It’s hard to know where to begin when it comes to deciding which beaches to visit when you’re on Kos. From tip to tip, practically the entire southern coastline is covered in them. So, there’s only one way to find your favourite… by hiring a boat and setting out down the coast.
Whatever your mood – sand or pebbles, sunbeds or just a towel to lie on – it doesn’t matter. You can dip in and out wherever you like, or select a few highlights before you set out.
Just get yourself ready for a tasting menu of beaches and enjoy the day.

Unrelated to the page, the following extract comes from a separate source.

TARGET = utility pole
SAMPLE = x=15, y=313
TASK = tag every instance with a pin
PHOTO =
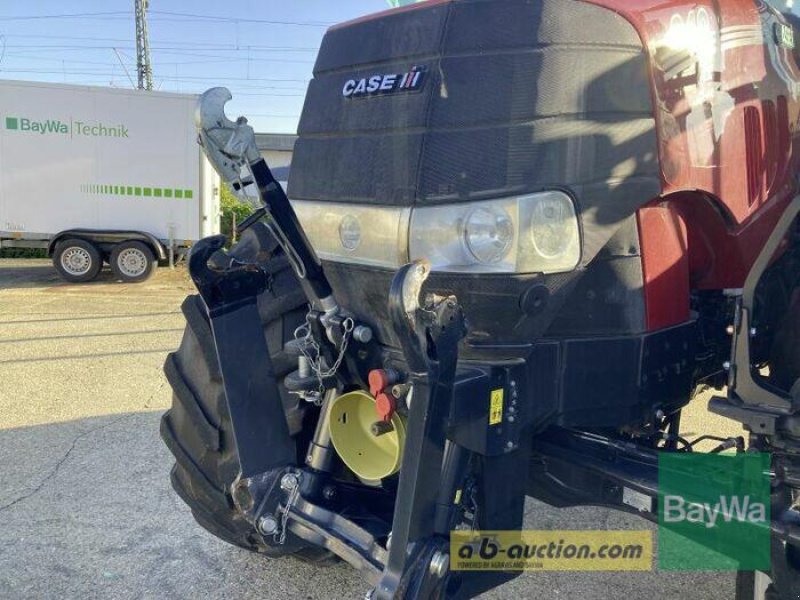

Just west of Agios Fokas (the easternmost tip) is Therma beach, so-called because of the hot springs that form two pools here. The water comes out of the ground at 40-50 degrees Celsius, but it cools a bit as it mixes with seawater. Quite apart from the therapeutic qualities of the minerals (potassium, sodium, calcium, magnesium, sulphur…), you’ll be tempted to spend a while here. So just remember you’ve got a whole coastline to cover.
Name your beach
Where do you begin when it comes to the options that come next? Just know that most are sandy and have all the facilities you could want to spend a great day out in the sun with family or friends. The names will give you a hint. Travelling west, there’s Golden (Chrysi), Exotic (Xerokambos) and Magic (Polemi) … and, beyond that, Psilos Gremos and Lagada. Finally, Paradise and Camel. It’s probably easier if you see it as one long beach that you can pull into wherever you like.
Moving on, you reach Agios Stefanos, one of the most photogenic beaches on Kos. It’s not just the natural beauty of the bay, but the tiny rock of an island opposite, called Kastri. There’s a small beach on the island, with a path that leads up to the chapel of Agios Nikolaos.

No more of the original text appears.